CNA Staff, Sep 19, 2025 /
12:02 pm
Slain conservative activist Charlie Kirk was reportedly strongly considering becoming Catholic just prior to his assassination, according to a bishop who spoke to him shortly before his killing.
Robert Brennan, a Los Angeles-based writer and the brother of Fresno, California, Bishop Joseph Brennan, said in a Sept. 18 column in the Los Angeles archdiocesan newspaper Angelus that Kirk had a “personal exchange” with the California prelate about a week before Kirk’s murder at Utah Valley University on Sept. 10.
The writer Brennan, who said Bishop Brennan gave him permission to share the story, wrote that Kirk had spoken to the prelate at a prayer breakfast in Visalia. The conservative activist “told the bishop about his Catholic wife and children and how he attended Mass with them.”

Kirk acknowledged “speculation” about his possible interest in becoming Catholic, Brennan wrote in Angelus; he subsequently told Bishop Brennan: “I’m this close” to converting.
In his Angelus column Brennan pointed to a recent video Kirk made in which he acknowledged some “big disagreements” with Catholicism but claimed that Protestants “under-value” the Blessed Mother.
“We don’t talk about Mary enough. We don’t venerate her enough,” Kirk said, arguing that Mary is “the solution” to “toxic feminism” in the U.S.
“[H]ow fitting one of Charlie Kirk’s last videos was about the preeminent mediatrix of all time and space,” Robert Brennan wrote in Angelus. “In his own way he was reaching out to her, and now, I am convinced, she is returning the favor.”
Kirk was fatally shot while taking questions from audience members during a stop at Utah Valley University as part of his “American Comeback Tour.” He is survived by his wife, Erika Frantzve, and their 3-year-old daughter and 1-year-old son.
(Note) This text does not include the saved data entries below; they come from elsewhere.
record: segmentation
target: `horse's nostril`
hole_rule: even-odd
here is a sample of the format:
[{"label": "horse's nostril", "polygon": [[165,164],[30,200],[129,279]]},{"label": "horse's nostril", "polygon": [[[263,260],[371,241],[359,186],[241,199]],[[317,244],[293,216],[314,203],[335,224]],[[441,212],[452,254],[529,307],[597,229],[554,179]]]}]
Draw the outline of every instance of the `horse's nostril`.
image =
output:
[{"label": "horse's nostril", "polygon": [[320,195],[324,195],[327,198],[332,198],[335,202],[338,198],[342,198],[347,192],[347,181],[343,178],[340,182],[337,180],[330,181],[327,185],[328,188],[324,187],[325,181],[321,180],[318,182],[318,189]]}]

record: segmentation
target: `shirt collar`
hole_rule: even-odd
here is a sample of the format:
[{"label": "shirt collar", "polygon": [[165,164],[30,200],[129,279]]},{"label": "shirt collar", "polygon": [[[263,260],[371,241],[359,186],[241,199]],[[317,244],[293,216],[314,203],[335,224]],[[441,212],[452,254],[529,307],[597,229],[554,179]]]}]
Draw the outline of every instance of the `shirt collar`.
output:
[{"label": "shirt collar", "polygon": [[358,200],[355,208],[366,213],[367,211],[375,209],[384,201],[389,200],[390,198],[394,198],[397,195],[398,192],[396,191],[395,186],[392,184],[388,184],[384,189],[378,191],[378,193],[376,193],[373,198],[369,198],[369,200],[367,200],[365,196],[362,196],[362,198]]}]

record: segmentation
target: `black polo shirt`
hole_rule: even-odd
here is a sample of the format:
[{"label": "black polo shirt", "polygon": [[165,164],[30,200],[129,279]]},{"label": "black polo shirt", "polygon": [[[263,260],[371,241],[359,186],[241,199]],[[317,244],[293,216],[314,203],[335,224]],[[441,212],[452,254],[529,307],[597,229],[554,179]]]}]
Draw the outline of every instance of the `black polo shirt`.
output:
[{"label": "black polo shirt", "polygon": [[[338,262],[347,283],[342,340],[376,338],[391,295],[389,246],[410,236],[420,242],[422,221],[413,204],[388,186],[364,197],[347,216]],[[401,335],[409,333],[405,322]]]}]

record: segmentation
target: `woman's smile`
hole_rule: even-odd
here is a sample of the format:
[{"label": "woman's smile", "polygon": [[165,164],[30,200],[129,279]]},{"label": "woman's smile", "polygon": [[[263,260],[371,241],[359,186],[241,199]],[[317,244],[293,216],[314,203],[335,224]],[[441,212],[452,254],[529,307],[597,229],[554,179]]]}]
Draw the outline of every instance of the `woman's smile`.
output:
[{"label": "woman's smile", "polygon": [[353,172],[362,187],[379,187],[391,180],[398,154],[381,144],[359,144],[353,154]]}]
Prominent Catholics around the world have joined in the chorus of voices mourning Kirk’s death in the days since he was killed. German Catholic Cardinal Gerhard Ludwig Müller referred to Kirk this week as “a martyr for Jesus Christ” and condemned the “satanic celebration” of his death by some of his detractors.
Kristan Hawkins, the president of Students for Life of America and Students for Life Action and a close friend of Kirk’s, said on Sept. 13 that the activist’s death “will be a turning point” for the country.
And Heritage Foundation President Kevin Roberts said Kirk’s activism “restored optimism about the American future for millions of Americans.”